Friday I went out to Whole Foods to get a couple of things for my daughter. We had a good drive there and were in good moods ready to find a new product we wanted to try. While shopping and minding our own business, a lady comes up and wants my 15 month old to smile at her. Why!?? Well first off this lady is a total stranger and wants to get someone new to this world to smile at her. While my toddler was comfortable with us, she was in a new environment which made the situation a little odd for her I'm sure. I mean really if you were in a unfamiliar place and an excited stranger approached you speaking words you didn't quite understand how would you react? I'd be a little alarmed and leery myself. It's an invasion of space and has got to be some what scary for them. When I see a baby in public I smile while on my merry way. I will not invade their space. If I want to pay a compliment I'll talk to the parents in passing. I won't touch the child. I'd hope they are getting enough cuddles and such from their parents. It's not a strangers job to do. Ladies remember when you were pregnant and a stranger would want to touch your belly and it gave you the creeps or felt very invasive? Imagine what children feel like!
So this lady continues on while my toddler is looking at her like she's an alien. The lady still doesn't get a clue. I needed to get this lady away without causing a scene. I don't know her and I want to be aware of how my words can effect others. So I said, "Oh she's just had her immunizations." Well that did it. Before I could finish my sentence the lady backed off like we had a disease, her expression of excitement turned to one of disgust, and said, "Oh don't talk to me about those things." She pointed and shook her finger as she said, "Bad! Bad! Bad!" and walked off. Well! How about a little insult and judgement from a stranger for you there mom!

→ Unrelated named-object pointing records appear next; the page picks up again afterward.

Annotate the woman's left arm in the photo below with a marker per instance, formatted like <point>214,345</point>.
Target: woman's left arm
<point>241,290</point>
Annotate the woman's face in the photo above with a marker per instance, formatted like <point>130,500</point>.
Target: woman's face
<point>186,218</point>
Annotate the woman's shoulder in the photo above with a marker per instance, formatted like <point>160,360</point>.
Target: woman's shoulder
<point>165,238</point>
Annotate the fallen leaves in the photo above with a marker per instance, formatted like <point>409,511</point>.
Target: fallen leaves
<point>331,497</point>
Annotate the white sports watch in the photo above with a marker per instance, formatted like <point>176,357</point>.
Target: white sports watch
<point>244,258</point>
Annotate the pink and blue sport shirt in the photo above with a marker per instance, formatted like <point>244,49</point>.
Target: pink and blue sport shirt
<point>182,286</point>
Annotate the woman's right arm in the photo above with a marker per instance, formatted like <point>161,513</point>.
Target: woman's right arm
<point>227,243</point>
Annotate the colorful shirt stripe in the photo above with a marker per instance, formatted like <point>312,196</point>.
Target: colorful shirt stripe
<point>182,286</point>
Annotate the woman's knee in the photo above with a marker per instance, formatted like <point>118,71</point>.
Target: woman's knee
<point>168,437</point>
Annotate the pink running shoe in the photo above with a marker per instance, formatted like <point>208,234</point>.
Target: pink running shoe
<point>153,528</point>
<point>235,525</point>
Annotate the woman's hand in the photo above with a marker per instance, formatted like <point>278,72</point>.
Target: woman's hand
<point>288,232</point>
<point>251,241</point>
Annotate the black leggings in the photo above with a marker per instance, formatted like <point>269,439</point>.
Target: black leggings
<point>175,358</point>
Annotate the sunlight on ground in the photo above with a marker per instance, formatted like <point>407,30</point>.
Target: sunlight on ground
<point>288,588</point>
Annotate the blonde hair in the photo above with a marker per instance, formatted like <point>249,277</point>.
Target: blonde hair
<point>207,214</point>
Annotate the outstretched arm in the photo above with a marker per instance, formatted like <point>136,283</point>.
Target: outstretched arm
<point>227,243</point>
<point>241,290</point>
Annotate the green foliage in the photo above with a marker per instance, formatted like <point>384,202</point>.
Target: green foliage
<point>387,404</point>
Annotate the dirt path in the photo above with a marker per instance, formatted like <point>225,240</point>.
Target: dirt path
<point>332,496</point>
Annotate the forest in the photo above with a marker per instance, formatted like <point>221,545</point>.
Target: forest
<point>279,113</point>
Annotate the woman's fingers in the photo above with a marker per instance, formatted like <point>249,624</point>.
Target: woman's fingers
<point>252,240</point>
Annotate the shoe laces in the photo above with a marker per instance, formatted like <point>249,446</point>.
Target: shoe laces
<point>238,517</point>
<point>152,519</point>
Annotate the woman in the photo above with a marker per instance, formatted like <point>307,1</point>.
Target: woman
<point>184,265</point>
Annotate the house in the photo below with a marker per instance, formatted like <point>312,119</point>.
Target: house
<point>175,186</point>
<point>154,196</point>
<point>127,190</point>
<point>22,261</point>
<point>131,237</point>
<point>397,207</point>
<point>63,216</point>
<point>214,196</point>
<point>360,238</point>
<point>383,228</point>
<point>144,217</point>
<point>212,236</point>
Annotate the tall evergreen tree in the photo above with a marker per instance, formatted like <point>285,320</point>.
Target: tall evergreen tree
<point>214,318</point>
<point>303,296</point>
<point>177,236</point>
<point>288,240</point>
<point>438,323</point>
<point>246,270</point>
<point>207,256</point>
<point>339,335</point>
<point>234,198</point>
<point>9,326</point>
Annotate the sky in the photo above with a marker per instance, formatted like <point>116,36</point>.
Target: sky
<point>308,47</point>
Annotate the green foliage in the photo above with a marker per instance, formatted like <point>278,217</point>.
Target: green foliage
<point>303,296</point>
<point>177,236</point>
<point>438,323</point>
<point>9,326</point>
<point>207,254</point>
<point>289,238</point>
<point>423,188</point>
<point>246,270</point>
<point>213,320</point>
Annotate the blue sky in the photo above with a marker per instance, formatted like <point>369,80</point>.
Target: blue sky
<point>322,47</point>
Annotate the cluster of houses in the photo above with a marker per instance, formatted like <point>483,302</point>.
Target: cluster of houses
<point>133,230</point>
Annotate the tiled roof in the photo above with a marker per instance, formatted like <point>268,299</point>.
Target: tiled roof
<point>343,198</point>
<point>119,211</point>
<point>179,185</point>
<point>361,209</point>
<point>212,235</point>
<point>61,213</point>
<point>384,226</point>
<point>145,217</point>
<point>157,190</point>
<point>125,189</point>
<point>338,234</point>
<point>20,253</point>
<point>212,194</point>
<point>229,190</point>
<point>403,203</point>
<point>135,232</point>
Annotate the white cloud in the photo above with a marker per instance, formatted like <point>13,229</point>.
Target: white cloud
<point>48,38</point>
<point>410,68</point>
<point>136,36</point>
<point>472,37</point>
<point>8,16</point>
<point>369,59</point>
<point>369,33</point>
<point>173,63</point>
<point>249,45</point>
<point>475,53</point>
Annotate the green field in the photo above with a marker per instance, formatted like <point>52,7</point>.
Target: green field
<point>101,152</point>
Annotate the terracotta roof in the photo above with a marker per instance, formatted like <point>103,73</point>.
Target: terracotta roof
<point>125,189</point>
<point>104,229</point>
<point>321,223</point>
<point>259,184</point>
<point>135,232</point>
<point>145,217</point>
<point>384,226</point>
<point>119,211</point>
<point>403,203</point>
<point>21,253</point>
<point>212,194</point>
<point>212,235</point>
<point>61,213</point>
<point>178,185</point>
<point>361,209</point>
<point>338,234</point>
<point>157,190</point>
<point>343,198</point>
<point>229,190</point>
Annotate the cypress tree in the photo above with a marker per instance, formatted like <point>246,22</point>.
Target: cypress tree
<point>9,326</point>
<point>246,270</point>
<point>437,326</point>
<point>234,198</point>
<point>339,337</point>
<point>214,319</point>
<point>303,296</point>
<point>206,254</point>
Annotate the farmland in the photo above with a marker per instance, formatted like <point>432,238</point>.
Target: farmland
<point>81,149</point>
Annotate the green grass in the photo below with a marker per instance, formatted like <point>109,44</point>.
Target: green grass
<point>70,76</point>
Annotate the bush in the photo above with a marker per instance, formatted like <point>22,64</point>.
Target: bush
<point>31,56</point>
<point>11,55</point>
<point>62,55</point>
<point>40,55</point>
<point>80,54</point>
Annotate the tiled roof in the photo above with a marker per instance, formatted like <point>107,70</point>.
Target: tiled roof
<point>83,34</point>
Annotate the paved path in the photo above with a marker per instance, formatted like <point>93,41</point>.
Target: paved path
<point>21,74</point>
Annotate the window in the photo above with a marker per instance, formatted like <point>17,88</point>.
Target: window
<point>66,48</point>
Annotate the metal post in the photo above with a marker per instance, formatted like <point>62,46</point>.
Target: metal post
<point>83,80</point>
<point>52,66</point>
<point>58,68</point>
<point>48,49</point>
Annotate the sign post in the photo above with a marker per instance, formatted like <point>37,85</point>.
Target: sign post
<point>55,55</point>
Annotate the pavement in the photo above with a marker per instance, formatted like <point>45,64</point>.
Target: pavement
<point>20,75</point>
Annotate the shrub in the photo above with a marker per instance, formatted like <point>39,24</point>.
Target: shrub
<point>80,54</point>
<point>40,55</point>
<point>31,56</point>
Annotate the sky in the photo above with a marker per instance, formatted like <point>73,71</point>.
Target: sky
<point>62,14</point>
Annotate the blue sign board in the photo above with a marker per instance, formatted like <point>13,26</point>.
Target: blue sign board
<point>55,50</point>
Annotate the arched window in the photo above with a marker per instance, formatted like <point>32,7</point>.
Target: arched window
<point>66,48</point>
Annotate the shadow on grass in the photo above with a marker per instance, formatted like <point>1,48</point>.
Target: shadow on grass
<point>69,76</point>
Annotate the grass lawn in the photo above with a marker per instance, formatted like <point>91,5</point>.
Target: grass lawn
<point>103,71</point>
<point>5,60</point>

I realize that people have very strong opinions about immunizations. People are allowed and I appreciate different opinions in life, however I feel that we have a responsibly to convey our thoughts in a respectful manner. By the way, I've heard the arguments about immunizations and it could have been a good conversation. This lady obviously had an opinion about immunizations and an opportunity (a stolen one at that!) to inform me of her reasons why immunizations where "Bad! Bad! Bad!" in her own words. Instead she planted seeds of negativity and left a mother feeling condemned with out reason. I don't like to let people ruin my day but this one put a little rain cloud out there for some time. I really didn't relax until later on that day. So I took that shade and water from the rain cloud and used the situation as an example to my girls of how not to behave.
Listen, I have my own opinions in life I'm passionate about. There are things I wish would change too but I will not degrade myself and others in voicing my opinions. I've had this happen to me on a number of occasions from friends, strangers, and family. People get really irate when others don't agree with them and they can't seem to control themselves in a mature manner. Instead these adults lose it, insult others and ultimately lose the person or audience they desire to change. Why not respectfully inform others? You will not get a person to change their minds by insults. It only makes the person look hateful and plants negative things to reap in the future. Is it worth reaping in the future? Keep in mind it's going to yield a harvest greater than what you planted.
So beware space invaders when you decide to impart your uninvited words to another, you may want to make them positive because your "harvest" will come.